Together, they went upstairs to the recording studio and prepared their instruments. Egress stood in a corner and coughed on his sleeve, which by now was covered with a thick crust of dried phlegm and blood.
— Hey, man, you gotta do somethin’ about that cough, Mick called to him.
— I guess so, Egress said. — Anybody got a clean shirt I can borrow? he yelled.
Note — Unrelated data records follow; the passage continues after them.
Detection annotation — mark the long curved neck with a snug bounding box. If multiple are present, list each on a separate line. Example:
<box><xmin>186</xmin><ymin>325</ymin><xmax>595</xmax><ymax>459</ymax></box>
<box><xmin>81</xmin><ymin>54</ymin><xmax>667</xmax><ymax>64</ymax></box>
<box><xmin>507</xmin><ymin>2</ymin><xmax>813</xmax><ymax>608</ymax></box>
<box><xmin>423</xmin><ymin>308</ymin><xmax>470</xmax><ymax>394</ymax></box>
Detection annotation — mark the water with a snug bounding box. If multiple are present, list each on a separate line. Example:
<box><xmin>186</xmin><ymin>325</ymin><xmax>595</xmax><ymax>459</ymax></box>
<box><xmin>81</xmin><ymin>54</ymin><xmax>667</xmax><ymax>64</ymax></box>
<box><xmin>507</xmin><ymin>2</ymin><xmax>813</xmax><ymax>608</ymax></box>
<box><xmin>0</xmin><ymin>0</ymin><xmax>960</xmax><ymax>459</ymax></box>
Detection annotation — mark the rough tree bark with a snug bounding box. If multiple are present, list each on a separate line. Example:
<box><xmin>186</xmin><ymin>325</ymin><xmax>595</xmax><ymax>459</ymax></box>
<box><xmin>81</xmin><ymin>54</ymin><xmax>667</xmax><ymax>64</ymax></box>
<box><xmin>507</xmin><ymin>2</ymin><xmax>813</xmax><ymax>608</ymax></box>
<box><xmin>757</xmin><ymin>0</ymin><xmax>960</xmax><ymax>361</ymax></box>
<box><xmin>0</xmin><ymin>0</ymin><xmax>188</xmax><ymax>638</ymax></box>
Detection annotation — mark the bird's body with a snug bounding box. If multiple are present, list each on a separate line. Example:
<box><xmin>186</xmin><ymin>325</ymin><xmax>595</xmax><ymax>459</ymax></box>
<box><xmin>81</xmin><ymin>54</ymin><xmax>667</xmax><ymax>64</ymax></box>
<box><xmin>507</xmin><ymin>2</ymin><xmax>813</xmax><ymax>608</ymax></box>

Then he laughed long and loud, which made The Sons of the Pioneers very nervous.
7.
BALLAD OF THE GREEN MAN
(to the tune of “Battle Hymn of the Republic”)
Mine eyes have seen the glory
of the coming of the Lord;
He is trampling out the vintage
where the grapes of wrath are stored;
He hath loos’d the fateful lightning
of His terrible swift sword,
His truth is marching on.
I have seen Him in the watchfires
of a hundred circling camps;
They have builded Him an altar
in the ev’ning dews and damps;
I can read His righteous sentence
by the dim and flaring lamps,
His day is marching on.
I have read a fiery gospel
writ in burnish’d rows of steel;
‘As ye deal with my contemners,
so with you My grace shall deal’;
Let the Hero, born of woman,
crush the serpent with his heel,
since God is marching on.
Chorus:
Glory, glory Hallelujah!
Glory, glory Hallelujah!
Glory, glory Hallelujah!
His truth is marching on.
8.
The group sang and performed the song well, but the experience left them shaken, Egress included. It was an aggressively antisocial song, and they knew it.